What do you think? Leave a respectful comment.

What a fashion line made from food will teach you about waste

Jacinda Martinez makes clothes that aren’t built to last. In the spring of 2009, she swapped out stilettos and sewing shears for garden boots and loppers. Martinez, now a gardener by day, haute couture designer by night, crafts intricate dresses out of what she grows in her garden, to try to send a message about the fleeting nature of food and fashion.

She knots and weaves vines together to make a top, drapes wilted lettuce and radicchio at the waist to form a skirt, finds vibrant color in broccoli, garlic, cabbage. All of her creations eventually return to the earth. The only evidence that remains is a fine art photograph that is sold or displayed in art shows.

Photo by Jacinda Martinez

The idea for her fashion line, “Fashion in the Raw,” was first seeded while apprenticing under a Lise Bech, a Danish basket weaver. As she worked on the farm during the day and sat for hours each night, weaving intricate baskets out of willows collected from the farm, Martinez saw the complete life cycle of each item she made.

“You just harvest it, process it, and make it. And then there’s no chemicals involved, so once it is over it will go back to the earth,” she said. That led to Martinez’s current work. Rooted in the tradition of textiles where people were more connected to the garment from harvest to attire, she constructs high-fashion dresses entirely out of vegetable matter.

It started as an exploration in building by hand, though, later evolved into a commentary on the fresh today, expired tomorrow mindset. She hopes her work sends a message about the ephemerality of fashion and how, like vegetables, designs are seasonal and not meant to last. For the apparel industry, that means selling more clothes. For the planet, Martinez’s concern is that that means waste and unsustainability.

Art curator Anna Abaldo, who showed Martinez’s work at the Maine Farmland Trust Gallery in 2016, sees the connection to the trend of “fast fashion.”

Photo by Jacinda Martinez

Just a few generations ago, a single item of clothing was worn for decades. Now, with affordable fashion brands like H&M and Forever21, people can cycle through clothing more quickly, keeping up with trends that become obsolete in less than a year.

According to the U.K.-based Waste and Resources Action Program, the clothing industry is the fourth largest polluter, following transportation, housing and food. And the Council for Textile Recycling reports that the average American throws away 70 pounds of clothing and textiles each year.

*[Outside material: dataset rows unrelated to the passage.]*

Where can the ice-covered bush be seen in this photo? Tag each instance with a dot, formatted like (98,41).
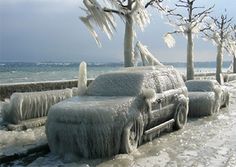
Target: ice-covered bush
(204,97)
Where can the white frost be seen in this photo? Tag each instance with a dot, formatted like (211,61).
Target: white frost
(23,106)
(82,81)
(169,40)
(146,55)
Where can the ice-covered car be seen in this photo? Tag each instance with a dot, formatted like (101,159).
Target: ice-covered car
(118,111)
(206,97)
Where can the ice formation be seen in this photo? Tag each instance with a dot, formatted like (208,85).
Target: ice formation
(82,81)
(103,17)
(23,106)
(204,97)
(169,40)
(93,125)
(147,57)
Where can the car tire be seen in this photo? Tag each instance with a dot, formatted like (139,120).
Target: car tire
(130,138)
(180,116)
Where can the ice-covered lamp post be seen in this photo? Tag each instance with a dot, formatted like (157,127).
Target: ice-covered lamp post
(188,24)
(231,46)
(132,12)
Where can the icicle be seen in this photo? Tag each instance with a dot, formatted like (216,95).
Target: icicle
(140,15)
(147,57)
(169,40)
(104,20)
(82,81)
(85,20)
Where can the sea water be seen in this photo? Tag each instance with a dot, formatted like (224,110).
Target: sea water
(33,72)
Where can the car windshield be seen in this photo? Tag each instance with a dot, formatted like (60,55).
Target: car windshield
(116,84)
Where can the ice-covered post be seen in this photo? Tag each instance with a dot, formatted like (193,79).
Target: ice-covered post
(219,32)
(82,80)
(133,12)
(147,58)
(188,24)
(231,46)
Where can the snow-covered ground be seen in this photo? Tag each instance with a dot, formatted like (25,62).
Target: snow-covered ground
(208,141)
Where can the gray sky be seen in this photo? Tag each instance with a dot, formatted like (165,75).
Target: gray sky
(50,30)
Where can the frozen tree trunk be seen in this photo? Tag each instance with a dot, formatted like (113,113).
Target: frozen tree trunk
(219,61)
(234,64)
(128,42)
(190,65)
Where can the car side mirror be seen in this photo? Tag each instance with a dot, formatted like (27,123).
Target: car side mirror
(149,94)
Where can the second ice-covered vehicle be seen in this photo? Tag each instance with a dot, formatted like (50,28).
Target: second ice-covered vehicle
(206,97)
(118,111)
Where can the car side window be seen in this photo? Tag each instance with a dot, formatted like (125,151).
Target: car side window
(165,83)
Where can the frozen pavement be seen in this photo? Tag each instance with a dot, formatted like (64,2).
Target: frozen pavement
(209,141)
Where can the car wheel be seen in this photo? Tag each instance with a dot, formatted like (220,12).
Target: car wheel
(130,138)
(180,116)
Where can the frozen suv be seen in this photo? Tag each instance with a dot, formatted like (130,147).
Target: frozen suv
(118,111)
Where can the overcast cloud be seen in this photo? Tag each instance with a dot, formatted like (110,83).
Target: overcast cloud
(50,30)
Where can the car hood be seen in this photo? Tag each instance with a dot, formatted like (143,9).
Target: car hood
(91,109)
(90,126)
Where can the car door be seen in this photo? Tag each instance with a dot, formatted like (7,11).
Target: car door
(162,108)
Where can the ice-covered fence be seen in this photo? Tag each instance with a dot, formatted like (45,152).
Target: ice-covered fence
(24,106)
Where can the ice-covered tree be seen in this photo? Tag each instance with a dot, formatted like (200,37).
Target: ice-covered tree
(187,19)
(219,31)
(132,12)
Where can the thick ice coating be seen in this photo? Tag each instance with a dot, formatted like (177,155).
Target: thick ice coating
(204,97)
(23,106)
(93,125)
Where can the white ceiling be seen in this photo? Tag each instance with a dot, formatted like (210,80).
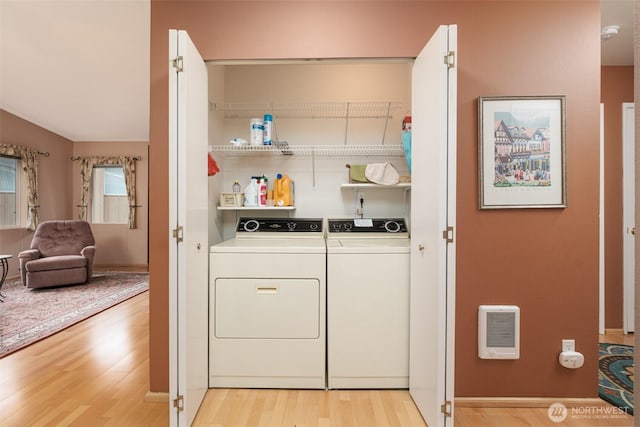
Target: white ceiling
(77,68)
(81,68)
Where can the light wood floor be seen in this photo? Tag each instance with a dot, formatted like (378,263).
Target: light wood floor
(96,373)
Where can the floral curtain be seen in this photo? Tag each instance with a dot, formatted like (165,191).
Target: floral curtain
(128,164)
(29,159)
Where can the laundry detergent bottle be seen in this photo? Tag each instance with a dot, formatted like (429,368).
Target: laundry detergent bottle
(251,193)
(283,191)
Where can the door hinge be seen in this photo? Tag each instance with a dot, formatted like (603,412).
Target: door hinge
(448,234)
(178,403)
(177,234)
(445,408)
(450,59)
(178,64)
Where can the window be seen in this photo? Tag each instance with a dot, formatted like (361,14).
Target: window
(9,191)
(109,201)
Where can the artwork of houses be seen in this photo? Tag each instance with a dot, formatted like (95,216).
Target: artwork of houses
(522,155)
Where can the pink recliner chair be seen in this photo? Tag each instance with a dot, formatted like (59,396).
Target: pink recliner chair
(61,253)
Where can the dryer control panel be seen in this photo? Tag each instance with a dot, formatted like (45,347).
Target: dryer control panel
(367,225)
(279,225)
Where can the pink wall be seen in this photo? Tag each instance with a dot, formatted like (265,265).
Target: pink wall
(545,261)
(119,245)
(59,187)
(54,182)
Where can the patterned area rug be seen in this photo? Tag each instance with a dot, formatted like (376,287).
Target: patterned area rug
(615,377)
(29,315)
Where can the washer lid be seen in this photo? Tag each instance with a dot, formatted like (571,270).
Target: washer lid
(367,227)
(353,245)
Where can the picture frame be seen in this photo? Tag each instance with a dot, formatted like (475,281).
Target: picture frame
(521,152)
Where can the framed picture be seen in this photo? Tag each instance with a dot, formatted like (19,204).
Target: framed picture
(521,152)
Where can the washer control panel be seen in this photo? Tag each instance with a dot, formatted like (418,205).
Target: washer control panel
(367,225)
(279,225)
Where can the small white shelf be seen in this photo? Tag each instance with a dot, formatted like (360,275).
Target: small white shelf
(363,186)
(256,208)
(312,150)
(310,110)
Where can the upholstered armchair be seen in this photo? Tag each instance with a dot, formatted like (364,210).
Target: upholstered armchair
(61,253)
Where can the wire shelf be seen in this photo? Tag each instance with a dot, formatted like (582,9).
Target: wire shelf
(312,150)
(311,110)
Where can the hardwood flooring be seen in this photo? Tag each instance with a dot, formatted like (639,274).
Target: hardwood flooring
(96,373)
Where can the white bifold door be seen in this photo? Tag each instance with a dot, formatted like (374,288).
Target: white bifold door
(188,225)
(628,216)
(433,198)
(432,228)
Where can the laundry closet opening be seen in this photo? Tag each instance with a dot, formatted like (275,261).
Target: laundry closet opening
(326,114)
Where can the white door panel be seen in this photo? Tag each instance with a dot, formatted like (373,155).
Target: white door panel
(188,219)
(432,211)
(628,215)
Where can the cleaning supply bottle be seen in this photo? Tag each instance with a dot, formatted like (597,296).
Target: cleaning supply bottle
(283,191)
(267,125)
(262,192)
(251,193)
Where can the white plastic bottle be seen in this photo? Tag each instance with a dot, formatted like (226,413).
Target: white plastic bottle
(267,126)
(257,132)
(251,193)
(262,192)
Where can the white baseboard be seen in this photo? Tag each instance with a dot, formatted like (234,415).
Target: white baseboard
(156,397)
(526,402)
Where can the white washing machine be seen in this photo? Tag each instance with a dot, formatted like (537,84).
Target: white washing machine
(268,305)
(367,303)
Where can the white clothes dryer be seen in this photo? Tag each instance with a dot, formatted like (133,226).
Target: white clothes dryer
(367,303)
(268,305)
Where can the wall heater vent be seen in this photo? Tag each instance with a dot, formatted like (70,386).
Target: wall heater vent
(499,332)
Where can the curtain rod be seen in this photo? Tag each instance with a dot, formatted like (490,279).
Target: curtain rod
(74,158)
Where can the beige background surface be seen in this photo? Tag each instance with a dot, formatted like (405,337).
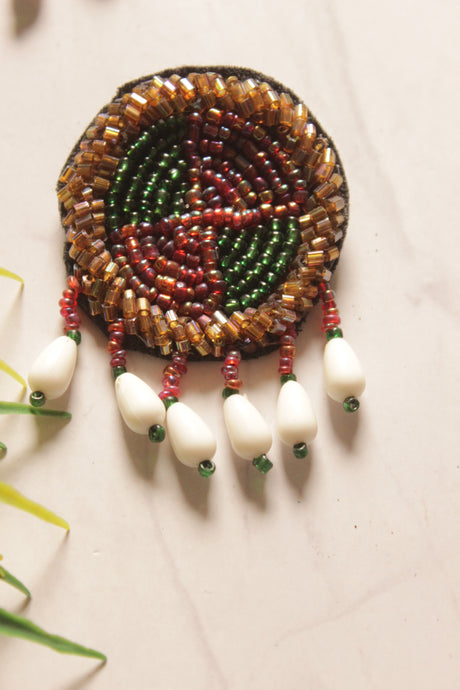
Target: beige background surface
(335,574)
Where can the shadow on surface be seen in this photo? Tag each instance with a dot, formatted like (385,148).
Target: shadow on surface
(297,470)
(85,678)
(25,14)
(345,424)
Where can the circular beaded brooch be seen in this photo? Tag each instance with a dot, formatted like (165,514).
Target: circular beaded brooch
(204,212)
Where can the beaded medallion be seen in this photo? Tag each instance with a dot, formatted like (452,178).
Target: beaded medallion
(204,212)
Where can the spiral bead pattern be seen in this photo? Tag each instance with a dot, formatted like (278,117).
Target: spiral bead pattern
(202,211)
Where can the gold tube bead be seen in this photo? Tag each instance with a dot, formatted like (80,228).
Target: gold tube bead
(214,333)
(98,288)
(86,284)
(131,325)
(334,204)
(115,290)
(319,243)
(331,254)
(98,265)
(286,116)
(110,272)
(109,312)
(336,180)
(315,258)
(94,307)
(129,304)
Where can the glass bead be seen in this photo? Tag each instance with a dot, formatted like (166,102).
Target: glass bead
(206,468)
(335,332)
(262,463)
(157,433)
(300,450)
(37,399)
(227,392)
(75,335)
(168,400)
(284,378)
(351,404)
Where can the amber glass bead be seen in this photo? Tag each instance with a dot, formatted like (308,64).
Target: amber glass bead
(205,195)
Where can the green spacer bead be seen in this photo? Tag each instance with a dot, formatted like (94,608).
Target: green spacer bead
(231,305)
(351,404)
(170,400)
(75,335)
(206,468)
(157,433)
(262,463)
(227,392)
(118,371)
(335,332)
(284,378)
(37,399)
(300,450)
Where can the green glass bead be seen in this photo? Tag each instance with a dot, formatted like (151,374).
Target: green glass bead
(262,463)
(37,399)
(206,468)
(170,400)
(75,335)
(118,371)
(157,433)
(335,332)
(351,404)
(300,450)
(231,305)
(245,301)
(284,378)
(227,392)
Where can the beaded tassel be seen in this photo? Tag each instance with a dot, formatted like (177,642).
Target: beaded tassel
(248,432)
(295,417)
(204,213)
(343,373)
(52,372)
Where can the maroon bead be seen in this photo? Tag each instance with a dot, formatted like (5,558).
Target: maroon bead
(180,291)
(196,310)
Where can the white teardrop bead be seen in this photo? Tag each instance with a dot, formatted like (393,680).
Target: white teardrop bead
(343,374)
(248,431)
(295,417)
(190,438)
(53,369)
(139,405)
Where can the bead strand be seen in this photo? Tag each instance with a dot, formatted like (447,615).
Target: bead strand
(331,318)
(230,373)
(343,373)
(68,309)
(115,347)
(171,378)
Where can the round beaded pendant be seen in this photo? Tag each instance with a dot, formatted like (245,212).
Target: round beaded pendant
(204,211)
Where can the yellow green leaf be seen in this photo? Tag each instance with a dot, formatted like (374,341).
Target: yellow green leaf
(21,408)
(9,274)
(11,372)
(17,626)
(12,497)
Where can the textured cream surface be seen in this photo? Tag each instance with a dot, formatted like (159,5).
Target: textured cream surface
(337,573)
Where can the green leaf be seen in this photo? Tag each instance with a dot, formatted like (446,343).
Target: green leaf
(12,497)
(11,372)
(17,626)
(9,274)
(22,408)
(14,582)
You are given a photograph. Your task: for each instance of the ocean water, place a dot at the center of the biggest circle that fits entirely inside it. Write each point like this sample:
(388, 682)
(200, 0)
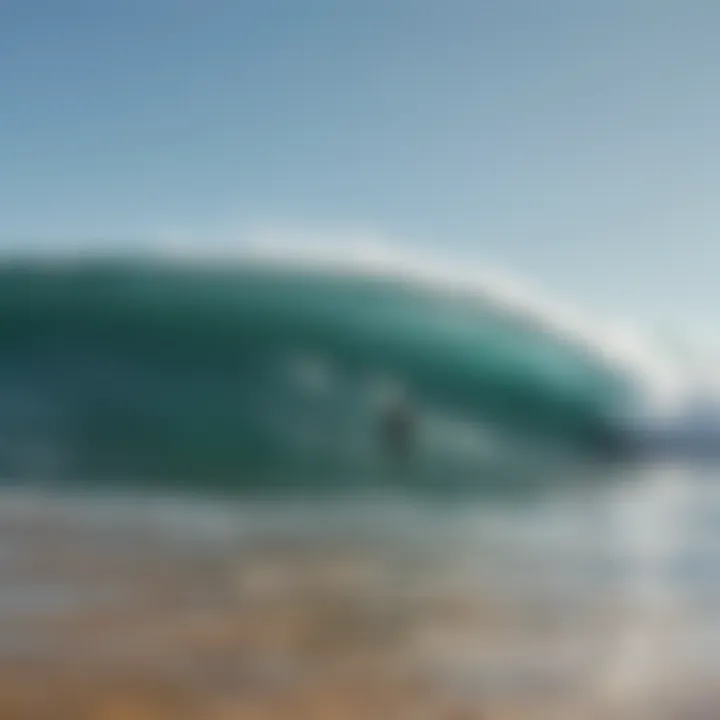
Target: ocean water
(249, 376)
(179, 437)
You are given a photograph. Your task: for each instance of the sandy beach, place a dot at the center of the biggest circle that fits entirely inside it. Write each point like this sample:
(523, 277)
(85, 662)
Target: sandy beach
(111, 625)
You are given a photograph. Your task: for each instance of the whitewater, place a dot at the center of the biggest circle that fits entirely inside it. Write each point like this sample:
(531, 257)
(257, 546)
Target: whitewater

Martinez says she has become a more sustainably minded consumer over the years because of her work.

“I [felt] a lot of tension between being practical but also indulging in beauty,” she said. Today, she said, she educates herself on the impact of clothing and tries to purchase only sustainably made attire.

Martinez, whose father works in New York City’s garment district and mother owns a fabric store, isn’t the first artist to combine fashion and plant matter. Catherine Latson, a theater scenic painter-turned-studio artist, creates dresses and accessories out of plants, shells and bits of wood. On Project Runway, a reality show where rising fashion designers compete, one unconventional challenge asked participants to make a dress entirely out of flowers. And illustrator Gretchen Roehrs’ fashion sketches, which have drawn more than 80 thousand Instagram fans, use just a few lines and a lot of fruits and vegetables.

But Abaldo said Martinez is different from other designers who have tried this before.

“She is not just some artist from New York who thought it may be a cool idea to create something with vegetables, but she also grew those herself. She isn’t removed from the process,” Abaldo said.

Martinez weaves a sash out of plant material. Photo by Carl Costanzi

Martinez said that without growing food, which she first started doing in a series of farm apprenticeships, she wouldn’t have had the inspiration to create the dresses.

“From seed to cultivating to harvesting, I have this connection with the plants and that’s where I feel like the art and expression really comes out,” Martinez said.

It was a sweet potato bumper crop that inspired her to use vegetables in fashion.

“It almost felt like a sci-fi movie,” she said. “There were all these crazy, crazy long sweet potato tendrils, almost like an octopus.” Martinez says she saw a dress in them.

She spent 30 hours harvesting and then constructing and sewing the heavy dress, her first “Fashion in the Raw” creation.

Martinez has since made over 40 dresses, cultivated from a decade of growing seasons, and learned a few tricks you won’t find in a ‘how-to’ book — like, how long to leave carrots or potatoes in the sun to make them pliable, which she said is “something you only learn when you are trying to sew vegetables.”

Martinez’s ideas for sustainable fashion continue to grow. She is now toying with the idea of bringing consciously harvested nettles, a flowering plant, into the fashion world as a sustainable textile — maybe even making their way into her fashion line.